Le ministre de l'Intérieur, de la Justice et de la Paix du Venezuela, Diosdado Cabello, a assuré ce mardi que dans les premiers jours de 2026, les forces de sécurité ont saisi plus de 7.148 kilogrammes de drogue lors de différentes opérations contre le narcotrafic et la criminalité organisée.
«Le 13 janvier, nous avons 7.148 kilogrammes de drogue saisis», a affirmé Cabello lors d'une conférence de presse diffusée par la chaîne d'État teleSUR.
Destinait que les opérations ont principalement eu lieu dans le Catatumbo et dans la zone binationale de Paix avec la Colombie. Selon ses précisions, trois personnes ont été arrêtées lors de ces actions, au cours desquelles 75 paquets de marijuana et 39 kilos avec 450 grammes supplémentaires de la même substance ont également été saisis.
Le dirigeant chaviste a saisi l'occasion pour revendiquer le travail des corps policiers et militaires, affirmant que le pays “maintient une lutte permanente contre le narcotrafic”.

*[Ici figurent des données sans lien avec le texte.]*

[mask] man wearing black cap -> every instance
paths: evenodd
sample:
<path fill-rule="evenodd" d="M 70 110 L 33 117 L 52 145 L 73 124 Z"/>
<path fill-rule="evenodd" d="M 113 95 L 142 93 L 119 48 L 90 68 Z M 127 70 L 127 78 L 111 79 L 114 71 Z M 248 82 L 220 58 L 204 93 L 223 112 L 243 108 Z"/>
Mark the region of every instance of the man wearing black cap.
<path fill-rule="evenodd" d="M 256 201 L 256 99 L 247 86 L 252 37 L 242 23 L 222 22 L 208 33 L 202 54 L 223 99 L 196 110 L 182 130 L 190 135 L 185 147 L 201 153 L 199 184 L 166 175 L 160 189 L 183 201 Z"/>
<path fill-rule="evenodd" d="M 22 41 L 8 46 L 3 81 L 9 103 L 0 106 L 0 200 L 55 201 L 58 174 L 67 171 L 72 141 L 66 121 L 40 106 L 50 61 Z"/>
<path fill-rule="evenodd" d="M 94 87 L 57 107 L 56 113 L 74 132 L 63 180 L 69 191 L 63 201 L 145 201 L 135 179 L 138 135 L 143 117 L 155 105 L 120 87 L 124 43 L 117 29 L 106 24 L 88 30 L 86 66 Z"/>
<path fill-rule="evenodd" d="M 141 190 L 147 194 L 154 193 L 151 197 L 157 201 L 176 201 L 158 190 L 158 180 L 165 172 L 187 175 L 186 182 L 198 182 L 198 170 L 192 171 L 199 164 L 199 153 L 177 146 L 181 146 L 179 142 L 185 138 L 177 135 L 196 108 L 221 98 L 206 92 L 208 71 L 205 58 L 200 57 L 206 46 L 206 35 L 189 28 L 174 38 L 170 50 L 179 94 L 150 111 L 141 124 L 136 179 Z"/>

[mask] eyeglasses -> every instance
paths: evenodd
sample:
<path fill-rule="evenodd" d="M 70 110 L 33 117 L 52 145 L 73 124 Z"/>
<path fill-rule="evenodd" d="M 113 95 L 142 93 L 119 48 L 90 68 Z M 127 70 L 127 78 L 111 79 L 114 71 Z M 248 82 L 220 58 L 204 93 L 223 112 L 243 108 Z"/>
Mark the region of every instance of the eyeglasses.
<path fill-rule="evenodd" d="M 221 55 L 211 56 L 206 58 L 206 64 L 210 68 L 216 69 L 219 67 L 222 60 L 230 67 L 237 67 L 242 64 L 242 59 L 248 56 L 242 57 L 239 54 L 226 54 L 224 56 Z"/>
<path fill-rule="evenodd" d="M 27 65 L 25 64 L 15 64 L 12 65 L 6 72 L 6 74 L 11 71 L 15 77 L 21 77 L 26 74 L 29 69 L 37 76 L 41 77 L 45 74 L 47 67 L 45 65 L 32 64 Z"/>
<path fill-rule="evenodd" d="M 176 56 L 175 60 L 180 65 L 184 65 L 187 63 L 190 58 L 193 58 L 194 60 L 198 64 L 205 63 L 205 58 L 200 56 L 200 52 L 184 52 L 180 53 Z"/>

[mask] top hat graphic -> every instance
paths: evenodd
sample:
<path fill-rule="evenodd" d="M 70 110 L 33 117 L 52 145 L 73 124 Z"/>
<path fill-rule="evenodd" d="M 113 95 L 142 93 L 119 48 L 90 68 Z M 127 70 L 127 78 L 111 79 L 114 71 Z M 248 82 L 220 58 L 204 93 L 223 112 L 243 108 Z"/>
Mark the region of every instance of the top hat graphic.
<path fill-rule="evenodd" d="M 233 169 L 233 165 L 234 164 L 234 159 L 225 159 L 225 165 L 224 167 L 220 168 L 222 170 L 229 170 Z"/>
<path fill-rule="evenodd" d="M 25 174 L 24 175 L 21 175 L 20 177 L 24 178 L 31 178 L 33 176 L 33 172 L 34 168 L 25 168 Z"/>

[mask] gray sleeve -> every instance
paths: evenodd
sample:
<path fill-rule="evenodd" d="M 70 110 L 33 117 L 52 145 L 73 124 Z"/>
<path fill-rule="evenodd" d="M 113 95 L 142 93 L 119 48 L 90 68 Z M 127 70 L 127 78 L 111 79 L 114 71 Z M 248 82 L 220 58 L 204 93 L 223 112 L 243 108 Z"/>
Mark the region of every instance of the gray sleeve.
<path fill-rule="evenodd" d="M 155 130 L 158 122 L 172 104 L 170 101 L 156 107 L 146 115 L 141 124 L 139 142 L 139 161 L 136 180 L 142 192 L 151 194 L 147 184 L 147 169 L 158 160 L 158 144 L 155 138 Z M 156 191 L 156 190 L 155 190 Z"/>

Cabello a souligné que le Venezuela “a toujours été un espace avec un pourcentage très faible de trafic de drogue”, insistant sur le fait que les principaux laboratoires et itinéraires de distribution “se trouvent en Colombie et en Équateur”.
L'année dernière, nous avons réalisé une saisie record, la plus importante depuis que nous avons rompu nos relations avec la DEA, avec près de 70 tonnes de drogues saisies lors de différentes opérations.
« Cela démontre l'engagement de nos institutions », a affirmé Cabello, soulignant la « fusion populaire-militaire-policier » qui, selon lui, rend ces résultats possibles.
Le haut fonctionnaire a également catégoriquement nié l'existence du ‘Cartel de los Soles’, une supposée réseau de narcotrafic que diverses enquêtes internationales — y compris celles des États-Unis et des organismes européens — ont lié à des militaires vénézuéliens de haut rang, bien que cela ait été exclu des accusations contre Nicolás Maduro à New York.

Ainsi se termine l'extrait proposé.